DO NOT LOOK AT THIS LINK if you are in any way scared by the sight of blood and gore. You have been warned. I will not be responsible for the fallout.Tell me, have you ever seen the internal bits and pieces that lie beneath your own skin? I have. The ragged metal edge of the lever had gone through my hand like an angle grinder. So, instead of spending the next six hours watching the qualifying and race, I dragged myself to A&E, with my right ankle still not entirely recovered from last weekend's mishap in the wild woods of Cornwall, and to my utter dismay, the BBC News Channel was on the screen that also showed how long the wait would be for a practice nurse (although it would jump from 73 minutes to 22 and then 103, 17, 93... it was useless). I have a strange hearing problem which means I can never usually pick out one conversation amongst many others, but this usually happens in the pub where
everyone is talking over each other; the crowds more than occasionally thinned to the point that the BBC were broadcasting the day's stories loud and clear over the other patients who had decided to sit in near-silence. I was willing more people to start talking, even the Poles sitting next to me, it didn't matter if I couldn't understand a word they were saying, at least it'd mask the dreaded "...and now to the day's sports news! Here's Rob Bonnet with a spoiler of the Grand Prix result!"

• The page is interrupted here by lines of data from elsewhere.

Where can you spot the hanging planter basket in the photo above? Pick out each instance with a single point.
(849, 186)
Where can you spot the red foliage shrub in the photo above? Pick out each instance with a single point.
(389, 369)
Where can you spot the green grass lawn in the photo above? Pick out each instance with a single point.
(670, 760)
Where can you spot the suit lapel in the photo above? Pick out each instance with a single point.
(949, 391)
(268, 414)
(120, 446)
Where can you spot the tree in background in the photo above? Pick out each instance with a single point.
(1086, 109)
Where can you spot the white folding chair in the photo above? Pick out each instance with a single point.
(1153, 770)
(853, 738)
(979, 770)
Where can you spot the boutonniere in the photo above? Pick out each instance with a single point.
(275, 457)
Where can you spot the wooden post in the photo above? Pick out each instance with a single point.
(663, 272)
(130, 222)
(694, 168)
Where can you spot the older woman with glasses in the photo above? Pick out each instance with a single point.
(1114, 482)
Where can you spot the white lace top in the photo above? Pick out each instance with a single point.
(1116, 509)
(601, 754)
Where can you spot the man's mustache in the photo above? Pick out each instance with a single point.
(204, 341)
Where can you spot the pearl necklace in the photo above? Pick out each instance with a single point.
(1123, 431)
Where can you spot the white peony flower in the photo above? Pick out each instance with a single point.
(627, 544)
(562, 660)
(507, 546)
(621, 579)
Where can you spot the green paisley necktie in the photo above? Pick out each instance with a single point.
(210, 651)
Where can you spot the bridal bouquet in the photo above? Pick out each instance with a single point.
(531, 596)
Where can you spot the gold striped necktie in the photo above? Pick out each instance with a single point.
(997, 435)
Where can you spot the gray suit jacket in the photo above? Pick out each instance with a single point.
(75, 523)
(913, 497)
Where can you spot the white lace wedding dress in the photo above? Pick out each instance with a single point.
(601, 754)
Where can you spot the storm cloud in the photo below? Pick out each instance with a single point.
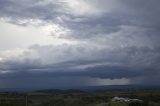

You really have no idea how hard I had to concentrate, how hard I had to ram my fingers in my ears, and how hard I had to pick out other people's conversations, all the time while wondering if I'd be called to have the inch-long gash in my hand sewn back together. In the end, I was in there for two and a half hours, mostly waiting in front of that infernal screen that was ready and poised to blab the result at me when there was no way I could switch it off. The other patients must have thought I was mad with my fingers hard in my ears. Even so I managed to catch "Ferrari's Fernando Alonso... mumble mumble mumble... Sebastian Vettel... mumble mumble mumble mumble mumble..." before finally looking up to see a rugby team on the screen.
I sort-of-assumed that Alonso had won. In a way the result made me not annoyed as it should - at least Fingerboy didn't have this race all his own way, no matter what foil-hatted conspiracy theories have come up since then. It meant all that time in front of a rolling news service hadn't ruined the result.
But if I hadn't had to flush the khazi all this hassle could have been avoided - or, at least, postponed to a time where I'd already seen the race and could have watched the News Channel for some kind of entertainment rather than desperately trying to block out its presence.
Up in the morning I get, searching for a replacement handle, that had better not make a repeat performance.